How many times has the first design iteration submitted to FEA modeling passed the design criteria?
The answer is close to zero, but even if it does happen by stroke of fortune, the design is not the optimal design – which means that although design requirements are met and validated by FEA, there is always scope of improvement either in terms of cost or in terms of performance. In general, it is not unusual to reach the optimal design in 15 to 20 iterations.
An analyst know the pain of creating a detailed finite element simulation model. Most of the steps involved, such as geometry cleaning and meshing, are very time-consuming, and they are primarily driven by geometry. Let’s look at the workflow in more detail:
An analyst in automotive industry often performs finite element modeling work in Hypermesh, stress analysis in Abaqus, optimization in Optistruct, and durability in Fe-Safe or N-code. An analyst in the aerospace industry often performs CAD composites work in CATIA, finite element modeling in Abaqus CAE, stress analysis in Abaqus or Nastran, and durability in Fe-Safe. An analyst working in other industries has his own suite of FEA tools to work with. The entire process requires data flow from one simulation code to the other. This means output from one code serves as an input to the other. Quite often this work is also done manually by the analyst.
This means that in situations where optimal design is obtained in 20 iterations as mentioned above, an analyst has to perform geometry cleaning 20 times, create FE meshes manually 20 times, and also transfer the simulation data from one piece of code to the other 20 times. By the time these design iterations are over, the analyst’s face and computer looks somewhat like this:
Let analysts remain as analysts and let simulation robot do the rest!
The traditional job of finite element analyst is to build robust high fidelity simulation models that gives correct results under real life load applications. The analyst is not an FE robot who can perform repetitive tasks with ease. In situations like one mentioned above, it makes perfect sense to let FE analyst create a robust FE model only once per FE code involved. Subsequently introduce a simulation robot that can capture hidden steps and workflow, create a script and execute that script multiple times. This simulation robot is called ISight.
Dassault Systemes’ SIMULIA offers ISight: an open-source, code-neutral process automation and design optimization tool that can create robust simulation workflows with ease. It is suitable to automate frequently-used applications that are often multi-step and conditional in nature. It comes with its own graphical user interface and component libraries. Isight provides designers, engineers, and researchers with an open system for integrating design and simulation models—created with various CAD, CAE, and other software applications—to automate the execution of hundreds or thousands of simulations.
Just like any FEA code, ISight has a user interface for pre- and post-processing, as well as a solver. The nomenclature is, however, a bit different. The user interface is called Design and Runtime gateway and the solver is called Simflow. The component library of ISight is very exhaustive, which means that most of the tools – CAD, CAE, as well as general computational and desktop tools – can be incorporated in ISight Simflow.
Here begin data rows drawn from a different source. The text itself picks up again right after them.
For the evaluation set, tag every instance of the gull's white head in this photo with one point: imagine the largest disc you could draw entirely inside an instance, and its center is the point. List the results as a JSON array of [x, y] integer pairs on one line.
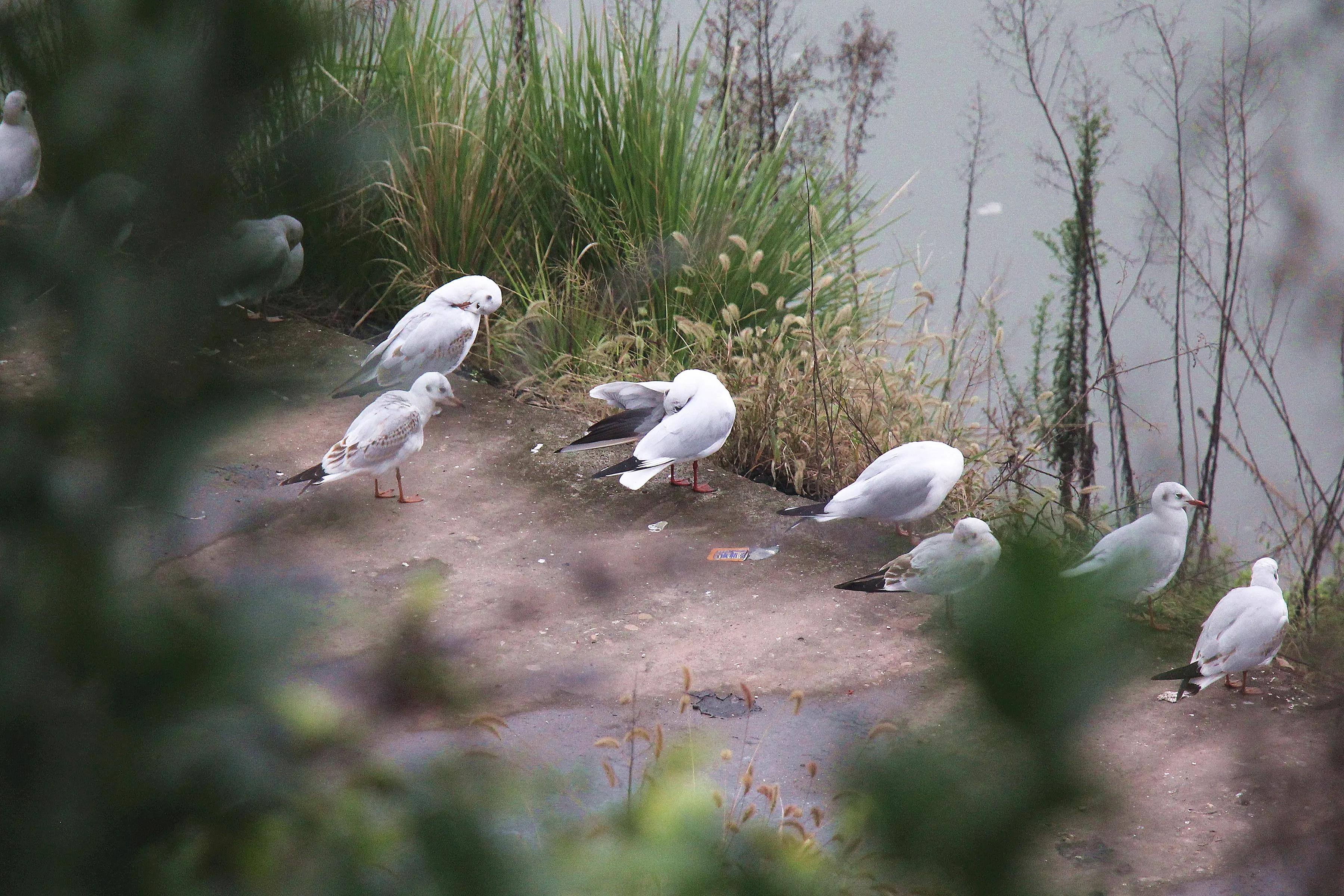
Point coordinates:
[[15, 105], [437, 388], [1265, 574], [972, 531], [293, 229], [1174, 496], [476, 295], [686, 386]]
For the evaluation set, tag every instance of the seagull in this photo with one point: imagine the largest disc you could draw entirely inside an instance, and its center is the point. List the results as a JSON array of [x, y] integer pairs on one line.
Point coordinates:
[[696, 418], [262, 257], [906, 484], [1242, 633], [433, 336], [383, 437], [21, 152], [642, 410], [1138, 561], [948, 565]]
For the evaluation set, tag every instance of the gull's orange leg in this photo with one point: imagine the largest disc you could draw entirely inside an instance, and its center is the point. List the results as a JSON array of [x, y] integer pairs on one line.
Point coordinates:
[[696, 476], [1250, 692], [401, 496]]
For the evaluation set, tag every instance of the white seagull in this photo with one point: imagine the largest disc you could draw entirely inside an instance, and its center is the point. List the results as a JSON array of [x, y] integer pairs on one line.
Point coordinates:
[[262, 257], [21, 151], [433, 336], [906, 484], [696, 418], [1242, 633], [1138, 561], [383, 437], [642, 410], [948, 565]]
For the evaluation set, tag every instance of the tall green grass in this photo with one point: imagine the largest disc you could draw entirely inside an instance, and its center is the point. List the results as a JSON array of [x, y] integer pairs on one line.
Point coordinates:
[[597, 155]]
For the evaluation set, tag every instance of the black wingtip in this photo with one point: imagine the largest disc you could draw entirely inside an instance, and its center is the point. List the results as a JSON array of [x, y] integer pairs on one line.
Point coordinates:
[[624, 467], [873, 582], [312, 476], [807, 510], [1173, 675]]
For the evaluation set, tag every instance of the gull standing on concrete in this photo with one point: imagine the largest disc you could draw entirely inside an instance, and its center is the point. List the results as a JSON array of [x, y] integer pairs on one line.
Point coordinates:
[[697, 417], [262, 257], [433, 336], [1242, 633], [906, 484], [1138, 561], [642, 410], [21, 152], [383, 437], [948, 565]]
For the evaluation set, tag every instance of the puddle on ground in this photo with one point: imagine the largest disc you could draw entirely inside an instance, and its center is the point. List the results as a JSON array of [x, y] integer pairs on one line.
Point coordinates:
[[721, 707]]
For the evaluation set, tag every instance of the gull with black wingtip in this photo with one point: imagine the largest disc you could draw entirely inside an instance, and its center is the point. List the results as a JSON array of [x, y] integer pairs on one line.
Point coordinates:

The usage is as easy as dragging and dropping the components into the viewport, configuring each component, and connecting them logically as per the simulation workflow definition. A few examples of supported components include Abaqus, Dymola, CATIA, Solidworks, Matlab, Mathcad, Calculator, E-Mail, Data Matching and many more.
Once the process automation task is completed, it’s easy to execute this automated workflow multiple times without the manual intervention of the FE analyst. But each individual execution may be time-consuming, as well as storage-intensive -especially if it is associated with a bulky FE model. So it makes perfect sense to execute the Simflow with a certain objective, which could be design of experiments, parametric optimization, Monte Carlo simulation, Six Sigma, etc. ISight offers value-added intelligent algorithms such that any of these objectives can be accomplished with as few iterations as possible.
Remember: Mr. Analyst got frustrated with 20 design iterations. How about achieving the same optimal design in 10 iterations instead?
Let’s look at few of these value added techniques in more detail:
Design of Experiments (DOE)
The DOE component enables engineers to quickly assess the impact of various design variables based on a set of objectives and identify significant interactions. Access a full suite of methods including Central Composite, Data File, Full Factorial, Fractional-Factorial, Box-Behnken, Latin Hypercube, Optimal Latin Hypercube, Orthogonal Array, Dependent Variable Sampling and Parameter Study with appropriate post-processing options.
Isight provides a comprehensive selection of parallelized optimization techniques that can be applied to a variety of problems. It also includes techniques that can handle multi-objective optimization problems. Define your optimization problem in terms of variables and multiple weighted and scaled objectives and constraints using the following algorithms: Gradient: NLPQL, MMFD, LSGRG2; Pattern: Hooke-Jeeves, Downhill Simplex, Adaptive Simulated Annealing; Mixed Integer/Real: MISQP, MOST; Genetic Algorithms: Evolution, Multi-Island Genetic Algorithm.
Use probabilistic analysis to measure the quality of a design given uncertainty or randomness of a product or process. Perform reliability analysis with the mean value method, FORM and SORM reliability method, importance sampling, sobol sampling, DOE sample, or Monte Carlo Analysis. This component can be used in combination with optimization and approximation techniques to perform fast Six Sigma optimization.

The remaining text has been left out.